“I was thinking of falling bounce on my old schoolmate, and putting Old English hospitality to the proof,” Mr. Smith meditated. “But it’s late. Yes, and that confounded glass! No, we’ll bide with you, Mr. Carpenter. I’ll send my card across to Mart Tinman to-morrow, and set him agog at his breakfast.”
Mr. Van Diemen Smith waved his hand for Crickledon to lead the way.
Hereupon Ned Crummins looked up from the card he had been turning over and over, more and more like one arriving at a condemnatory judgment of a fish.
“I can’t go and give my master a card instead of his glass,” he remarked.
“Yes, that reminds me; and I should like to know what you meant by bringing that glass away from Mr. Tinman’s house at night,” said Mr. Smith. “If I’m to pay for it, I’ve a right to know. What’s the meaning of moving it at night? Eh, let’s hear. Night’s not the time for moving big glasses like that. I’m not so sure I haven’t got a case.”
“If you’ll step round to my master along o’ me, sir,” said Crummins, “perhaps he’ll explain.”
Crummins was requested to state who his master was, and he replied, “Phippun and Company;” but Mr. Smith positively refused to go with him.
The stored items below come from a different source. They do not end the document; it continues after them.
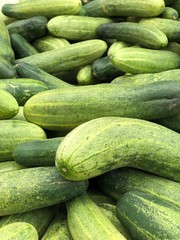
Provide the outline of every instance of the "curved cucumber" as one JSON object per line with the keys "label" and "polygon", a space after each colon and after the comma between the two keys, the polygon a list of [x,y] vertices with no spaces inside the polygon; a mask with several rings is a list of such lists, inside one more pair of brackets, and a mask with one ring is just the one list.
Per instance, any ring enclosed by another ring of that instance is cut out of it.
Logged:
{"label": "curved cucumber", "polygon": [[4,57],[0,56],[0,79],[16,77],[15,67]]}
{"label": "curved cucumber", "polygon": [[133,118],[103,117],[67,134],[56,152],[56,167],[67,179],[99,176],[134,167],[180,182],[180,135]]}
{"label": "curved cucumber", "polygon": [[19,169],[26,168],[25,166],[16,163],[15,161],[6,161],[6,162],[0,162],[0,174],[4,172],[10,172],[15,171]]}

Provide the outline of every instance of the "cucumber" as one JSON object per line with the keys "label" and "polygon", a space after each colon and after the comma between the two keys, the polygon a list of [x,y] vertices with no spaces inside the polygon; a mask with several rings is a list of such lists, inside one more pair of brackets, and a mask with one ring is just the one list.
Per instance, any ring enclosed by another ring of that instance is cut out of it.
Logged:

“But here,” said he, “is a crown for you, for you’re a civil fellow. You’ll know where to find me in the morning; and mind, I shall expect Phippun and Company to give me a very good account of their reason for moving a big looking-glass on a night like this. There, be off.”
The crown-piece in his hand effected a genial change in Crummins’ disposition to communicate. Crickledon spoke to him about the glass; two or three of the others present jogged him. “What did Mr. Tinman want by having the glass moved so late in the day, Ned? Your master wasn’t nervous about his property, was he?”
“Not he,” said Crummins, and began to suck down his upper lip and agitate his eyelids and stand uneasily, glimmering signs of the setting in of the tide of narration.